My burn-out was the start of: “this needs to change”. It was the start of my self-development journey. A journey back to myself, rewind! With therapy, with some amazing solo travel trips I’ve done ánd with doing lots and lots of research about everything that has to do with the law of attraction, human design, mindset, self-love… and recently I’ve been diving even more into the world of spirituality, like Buddhism, self-inquiry, meditation … Eckhart Tolle is my hero at the moment (and Michael A. Singer actually. Oh, and Jan Geurtz…).
Anyway, before I sidetrack… Besides that I attended different workshops, courses and retreats. For me, a ten-day silent retreat was the best experience of my life.
I was so suprised that without any distraction and no one around me to influence me… I felt like a glowing lightbulb. Finally time to give space for my inner world only, what a release. Something has really shifted. Since then I feel definitely better than ever.
With all of this, I’ve learned to live more in the now and to not fall into the trap of my busy, critical head that easily anymore. Thanks to meditation (which I do every day now, no more excuses) I become more conscious about what happens in my mind and body and I can look at it instead of getting lost in it, so that I can prevent that I don’t know how to get out anymore.
Therefore, I can also make more conscious decisions, choices that are right for me.
Of course, I still have to cry every now and then and I still feel very stressed sometimes.

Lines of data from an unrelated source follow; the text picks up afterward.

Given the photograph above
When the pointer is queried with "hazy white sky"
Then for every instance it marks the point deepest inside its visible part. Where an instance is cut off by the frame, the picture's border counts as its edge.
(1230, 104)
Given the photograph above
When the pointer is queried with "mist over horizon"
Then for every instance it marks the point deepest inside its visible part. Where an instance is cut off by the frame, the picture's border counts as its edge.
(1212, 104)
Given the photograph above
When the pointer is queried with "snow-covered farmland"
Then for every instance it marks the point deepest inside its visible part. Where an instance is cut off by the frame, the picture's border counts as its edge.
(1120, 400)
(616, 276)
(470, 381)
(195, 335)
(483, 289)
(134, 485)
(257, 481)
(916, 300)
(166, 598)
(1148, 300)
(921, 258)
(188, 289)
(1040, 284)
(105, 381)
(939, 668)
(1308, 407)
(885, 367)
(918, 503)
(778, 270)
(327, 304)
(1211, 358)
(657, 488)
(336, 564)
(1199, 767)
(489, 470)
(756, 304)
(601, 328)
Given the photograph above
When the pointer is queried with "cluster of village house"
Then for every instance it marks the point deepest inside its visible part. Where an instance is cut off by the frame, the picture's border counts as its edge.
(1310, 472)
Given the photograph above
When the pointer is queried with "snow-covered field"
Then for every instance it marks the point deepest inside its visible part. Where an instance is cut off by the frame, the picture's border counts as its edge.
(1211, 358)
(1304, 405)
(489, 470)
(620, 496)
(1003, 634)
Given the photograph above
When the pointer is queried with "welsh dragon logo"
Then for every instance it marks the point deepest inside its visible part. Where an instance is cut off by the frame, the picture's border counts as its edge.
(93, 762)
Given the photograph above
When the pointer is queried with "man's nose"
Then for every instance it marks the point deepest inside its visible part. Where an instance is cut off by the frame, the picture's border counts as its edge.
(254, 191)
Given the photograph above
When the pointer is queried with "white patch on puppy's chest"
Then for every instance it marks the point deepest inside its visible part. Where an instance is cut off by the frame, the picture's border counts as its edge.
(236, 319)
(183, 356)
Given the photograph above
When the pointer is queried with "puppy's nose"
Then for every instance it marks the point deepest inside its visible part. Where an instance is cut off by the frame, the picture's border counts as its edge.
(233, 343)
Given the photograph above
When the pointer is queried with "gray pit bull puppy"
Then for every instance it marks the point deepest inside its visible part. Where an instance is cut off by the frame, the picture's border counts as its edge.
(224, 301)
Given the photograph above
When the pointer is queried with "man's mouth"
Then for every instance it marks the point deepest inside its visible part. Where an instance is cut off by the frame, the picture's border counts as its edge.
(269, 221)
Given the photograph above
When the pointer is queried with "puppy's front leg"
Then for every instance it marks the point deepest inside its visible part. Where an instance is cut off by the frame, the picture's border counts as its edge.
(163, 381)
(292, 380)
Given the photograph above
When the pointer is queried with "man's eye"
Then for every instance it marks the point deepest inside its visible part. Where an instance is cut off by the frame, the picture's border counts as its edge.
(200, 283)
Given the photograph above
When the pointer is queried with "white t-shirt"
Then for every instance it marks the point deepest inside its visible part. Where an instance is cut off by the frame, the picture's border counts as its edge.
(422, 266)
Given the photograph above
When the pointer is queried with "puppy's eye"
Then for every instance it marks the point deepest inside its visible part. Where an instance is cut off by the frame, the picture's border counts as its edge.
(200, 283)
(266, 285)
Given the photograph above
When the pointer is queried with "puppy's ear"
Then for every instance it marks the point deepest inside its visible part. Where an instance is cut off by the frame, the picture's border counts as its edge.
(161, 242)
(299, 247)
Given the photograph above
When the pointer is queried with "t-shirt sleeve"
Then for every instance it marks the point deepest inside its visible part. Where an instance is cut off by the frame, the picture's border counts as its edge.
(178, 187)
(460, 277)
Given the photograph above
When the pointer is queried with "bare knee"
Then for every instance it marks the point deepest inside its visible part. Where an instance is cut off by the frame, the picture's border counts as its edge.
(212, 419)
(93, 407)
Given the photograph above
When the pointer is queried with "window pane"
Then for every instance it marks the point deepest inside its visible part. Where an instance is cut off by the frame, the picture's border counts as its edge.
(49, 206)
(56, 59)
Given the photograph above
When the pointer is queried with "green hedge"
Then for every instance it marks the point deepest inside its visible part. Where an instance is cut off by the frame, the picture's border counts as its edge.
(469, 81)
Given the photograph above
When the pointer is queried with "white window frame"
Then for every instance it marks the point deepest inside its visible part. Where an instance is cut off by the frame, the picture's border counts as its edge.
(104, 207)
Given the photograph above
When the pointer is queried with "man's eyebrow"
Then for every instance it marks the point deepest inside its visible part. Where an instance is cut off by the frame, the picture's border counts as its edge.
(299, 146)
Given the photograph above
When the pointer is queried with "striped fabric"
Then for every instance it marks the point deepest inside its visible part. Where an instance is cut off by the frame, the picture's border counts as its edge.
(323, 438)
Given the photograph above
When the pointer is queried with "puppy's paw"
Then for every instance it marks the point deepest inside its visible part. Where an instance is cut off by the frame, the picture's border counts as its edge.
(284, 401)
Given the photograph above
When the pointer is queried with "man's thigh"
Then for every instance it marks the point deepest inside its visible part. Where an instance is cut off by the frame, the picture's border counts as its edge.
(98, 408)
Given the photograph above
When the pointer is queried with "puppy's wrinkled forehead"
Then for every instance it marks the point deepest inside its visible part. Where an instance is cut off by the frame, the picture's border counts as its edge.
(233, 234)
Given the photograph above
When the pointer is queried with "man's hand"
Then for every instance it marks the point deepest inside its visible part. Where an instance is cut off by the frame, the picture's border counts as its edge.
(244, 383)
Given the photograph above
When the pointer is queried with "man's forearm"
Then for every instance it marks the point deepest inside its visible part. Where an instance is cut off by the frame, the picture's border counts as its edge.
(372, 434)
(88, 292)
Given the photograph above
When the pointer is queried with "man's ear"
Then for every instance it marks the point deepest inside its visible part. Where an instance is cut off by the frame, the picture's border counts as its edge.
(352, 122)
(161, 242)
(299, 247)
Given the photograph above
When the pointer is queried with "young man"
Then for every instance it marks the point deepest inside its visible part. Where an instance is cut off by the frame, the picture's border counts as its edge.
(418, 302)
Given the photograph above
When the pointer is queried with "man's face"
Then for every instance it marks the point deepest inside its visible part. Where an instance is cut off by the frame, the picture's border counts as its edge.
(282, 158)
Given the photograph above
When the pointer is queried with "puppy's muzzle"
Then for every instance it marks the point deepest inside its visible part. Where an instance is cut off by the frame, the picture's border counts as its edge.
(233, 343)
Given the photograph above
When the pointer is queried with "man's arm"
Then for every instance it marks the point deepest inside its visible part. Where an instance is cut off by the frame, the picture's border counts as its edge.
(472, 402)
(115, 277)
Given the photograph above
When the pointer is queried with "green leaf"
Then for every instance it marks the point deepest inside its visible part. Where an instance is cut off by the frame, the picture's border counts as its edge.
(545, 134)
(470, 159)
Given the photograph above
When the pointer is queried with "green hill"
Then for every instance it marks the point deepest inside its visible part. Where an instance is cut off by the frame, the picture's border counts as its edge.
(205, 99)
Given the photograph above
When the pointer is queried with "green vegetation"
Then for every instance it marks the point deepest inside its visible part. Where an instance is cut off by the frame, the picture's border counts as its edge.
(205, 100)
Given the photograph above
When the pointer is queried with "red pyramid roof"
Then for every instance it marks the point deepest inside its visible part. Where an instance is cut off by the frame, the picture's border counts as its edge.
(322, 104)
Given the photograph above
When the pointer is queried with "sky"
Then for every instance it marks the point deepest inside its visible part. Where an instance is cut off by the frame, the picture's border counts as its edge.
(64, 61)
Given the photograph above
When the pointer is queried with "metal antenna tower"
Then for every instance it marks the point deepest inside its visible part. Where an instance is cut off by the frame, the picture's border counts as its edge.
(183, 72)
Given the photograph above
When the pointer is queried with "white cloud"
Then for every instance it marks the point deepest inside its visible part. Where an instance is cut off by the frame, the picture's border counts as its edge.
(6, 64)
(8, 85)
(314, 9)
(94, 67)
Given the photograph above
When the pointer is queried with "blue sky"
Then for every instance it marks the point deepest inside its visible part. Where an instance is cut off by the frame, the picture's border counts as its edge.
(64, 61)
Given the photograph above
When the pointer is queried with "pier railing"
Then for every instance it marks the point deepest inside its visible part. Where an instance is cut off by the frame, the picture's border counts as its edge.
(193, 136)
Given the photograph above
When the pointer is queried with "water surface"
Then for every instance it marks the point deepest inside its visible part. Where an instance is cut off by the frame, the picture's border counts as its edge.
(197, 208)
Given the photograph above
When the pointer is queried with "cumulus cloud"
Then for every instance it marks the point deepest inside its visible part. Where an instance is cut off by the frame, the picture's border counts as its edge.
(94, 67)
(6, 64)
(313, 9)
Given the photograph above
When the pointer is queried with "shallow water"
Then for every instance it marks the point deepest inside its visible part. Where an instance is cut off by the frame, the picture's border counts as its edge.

But I can be with it, be curious about it and approach it with love, instead of pushing myself more or to have resistance towards whatever is happening in my inner world or around me.
Because of the retreats I also realize even more how harsh the world is sometimes. How we are tangled in certain systems in society and strong patterns… How we all live so much in our heads, not only me. While there is so much more. There is so much more life and goodness if we start to peel off all these layers of rules we have for ourselves and all these protections we think we need. If we just dare to take off our masks and show our real selves, and take responsibility for our own life. If we just show are emotions and dare to be open about our fears, but also about our deepest desires.
For me this has been such an eye-opener and it has been really valuable for my life.
I started to share more about my own life and my vulnerability in my blog and podcast. It was beautiful to see how people recognize things and get inspired by it.
I would love for you to come closer and stay close to who you are as well, to make choices that are good for you and to be more kind to yourself. To not do the things you “should do”, while they don’t feel right. To hold yourself back because of limiting beliefs and fears, while they are not even always yours but sometimes they’re even projected on you by others.
I jumped on a conscious self-development train, a rollercoaster that I can’t get out anymore. And even though it’s not always easy to dive into your inner world, I don’t want to get out anymore.
When you dare to jump, beautiful things can happen.
Thanks for reading and enjoy your journey, like I’m enjoying mine! <3
Enjoying the journey without being too busy with the final destination, that’s what I try to do.
I am a free spirit and I like to figure out how to live as my true self instead of doing things that “I should do” when they don’t feel right.
I am very conscious about my inner journey. I want to face my fears, remove the blockages that are in the way of expressing myself as my true and authentic self.
Jumping and diving into the unknown is scary. But this is what makes you feel alive and what makes you grow. There will always be a beautiful surprise at the end of the black hole.
I want to walk this earth as a glowing lightbulb and I want to share that energy with others. 🙂
It’s a process. It’s a journey and not always an easy one, but an extremely awesome and beautiful one.